Green tea has developed quite a glowing reputation over the past several decades. By now, most people know that drinking this popular beverage can help protect against some of the most common and sinister diseases, including cancer, heart disease and diabetes. Research even shows that green tea, thanks to its epigallocatechin gallate (EGCG) content, can raise metabolism and aid in weight loss.
But that’s not all. A recently published study out of Japan reveals that green tea not only reduces the risk of dying from three top killers—heart disease, cerebrovascular disease (which can lead to stroke) and respiratory disease—but it also decreases all-cause mortality (dying from any cause).
In this study, researchers examined the association between green tea consumption and mortality due to all causes, as well as numerous conditions including cancer, heart disease, cerebrovascular disease, respiratory disease, injuries and other causes of death. They followed 90,914 people (aged 40-69). After nearly 19 years of follow-up, 12,874 fatalities were reported.
According to the analyses, the more green tea people drank, the lower their risk of dying from certain diseases. Specifically, in men and women, mortality rates from heart disease diminished with green tea consumption. In addition, the risk of dying as a result of cerebrovascular disease and respiratory disease decreased in men.
Similar conclusions were made in another study published in July 2015. In this meta-analysis of 18 trials, researchers noted that drinking green tea “was significantly inversely associated with cardiovascular disease and all-cause mortality.”
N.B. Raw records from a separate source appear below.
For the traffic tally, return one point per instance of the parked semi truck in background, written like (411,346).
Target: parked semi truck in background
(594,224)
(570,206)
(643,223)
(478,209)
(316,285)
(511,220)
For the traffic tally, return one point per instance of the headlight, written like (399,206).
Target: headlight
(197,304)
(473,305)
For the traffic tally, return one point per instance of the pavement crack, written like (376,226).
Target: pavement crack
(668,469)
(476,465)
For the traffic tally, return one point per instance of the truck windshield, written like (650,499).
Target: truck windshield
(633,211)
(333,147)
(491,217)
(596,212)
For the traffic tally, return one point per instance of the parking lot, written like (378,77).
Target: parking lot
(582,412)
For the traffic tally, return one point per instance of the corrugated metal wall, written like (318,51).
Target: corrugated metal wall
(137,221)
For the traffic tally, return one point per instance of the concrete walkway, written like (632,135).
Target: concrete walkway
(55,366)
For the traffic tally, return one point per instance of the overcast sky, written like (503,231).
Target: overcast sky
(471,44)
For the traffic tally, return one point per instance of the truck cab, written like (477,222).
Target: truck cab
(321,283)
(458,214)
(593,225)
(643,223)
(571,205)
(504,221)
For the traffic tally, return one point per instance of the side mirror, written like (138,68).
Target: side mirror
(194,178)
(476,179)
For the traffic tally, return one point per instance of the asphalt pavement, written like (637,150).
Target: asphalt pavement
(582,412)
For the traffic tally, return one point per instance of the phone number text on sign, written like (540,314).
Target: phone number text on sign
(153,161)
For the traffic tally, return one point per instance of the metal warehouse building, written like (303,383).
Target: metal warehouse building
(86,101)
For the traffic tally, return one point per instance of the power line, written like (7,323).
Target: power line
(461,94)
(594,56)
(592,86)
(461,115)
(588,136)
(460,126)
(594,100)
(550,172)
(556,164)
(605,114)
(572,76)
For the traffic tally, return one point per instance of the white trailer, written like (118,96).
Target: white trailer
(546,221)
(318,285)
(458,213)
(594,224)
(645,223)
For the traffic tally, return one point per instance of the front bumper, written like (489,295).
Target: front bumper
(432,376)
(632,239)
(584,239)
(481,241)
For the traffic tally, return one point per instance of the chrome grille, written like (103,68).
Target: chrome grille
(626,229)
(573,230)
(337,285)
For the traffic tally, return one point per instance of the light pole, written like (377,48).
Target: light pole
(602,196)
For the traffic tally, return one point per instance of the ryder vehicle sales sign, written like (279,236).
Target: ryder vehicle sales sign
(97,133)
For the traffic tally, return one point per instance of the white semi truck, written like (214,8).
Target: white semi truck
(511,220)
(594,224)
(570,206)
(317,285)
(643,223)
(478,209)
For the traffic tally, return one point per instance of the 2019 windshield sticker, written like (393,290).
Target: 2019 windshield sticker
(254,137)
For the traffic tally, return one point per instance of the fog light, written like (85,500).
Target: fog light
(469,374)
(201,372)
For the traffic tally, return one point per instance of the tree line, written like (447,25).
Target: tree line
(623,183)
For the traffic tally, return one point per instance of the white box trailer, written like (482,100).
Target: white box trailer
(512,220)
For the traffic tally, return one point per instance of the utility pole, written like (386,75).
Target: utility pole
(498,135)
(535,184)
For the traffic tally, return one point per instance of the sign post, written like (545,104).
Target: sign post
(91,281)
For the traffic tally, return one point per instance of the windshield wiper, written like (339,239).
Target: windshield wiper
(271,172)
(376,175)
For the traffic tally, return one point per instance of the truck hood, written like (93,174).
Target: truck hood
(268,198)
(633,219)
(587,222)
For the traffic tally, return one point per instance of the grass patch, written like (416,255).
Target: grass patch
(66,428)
Three Ways to Get Your Green
Green tea—as well as white, black and oolong varieties—are all derived from Camellia sinensis, a plant native to China and India. The main difference between all these teas is how the leaves are processed. Generally speaking, the less processing the leaves go through, the higher the antioxidant value. Green and white undergo the least amount of processing, making them the richest sources of these protective compounds.
Higher quality brands will give specific instructions for how to brew your tea for optimal taste and antioxidant value. Whenever possible, choose organic tea to minimize the potential for contaminants. To achieve the health benefits noted in these and other clinical trials, try to drink at least three cups a day.
Finally, if green tea doesn’t appeal to you (after all, not everyone loves the taste of it), you can still get the health benefits by taking green tea extract supplements. For therapeutic value, take at least 350 mg per day.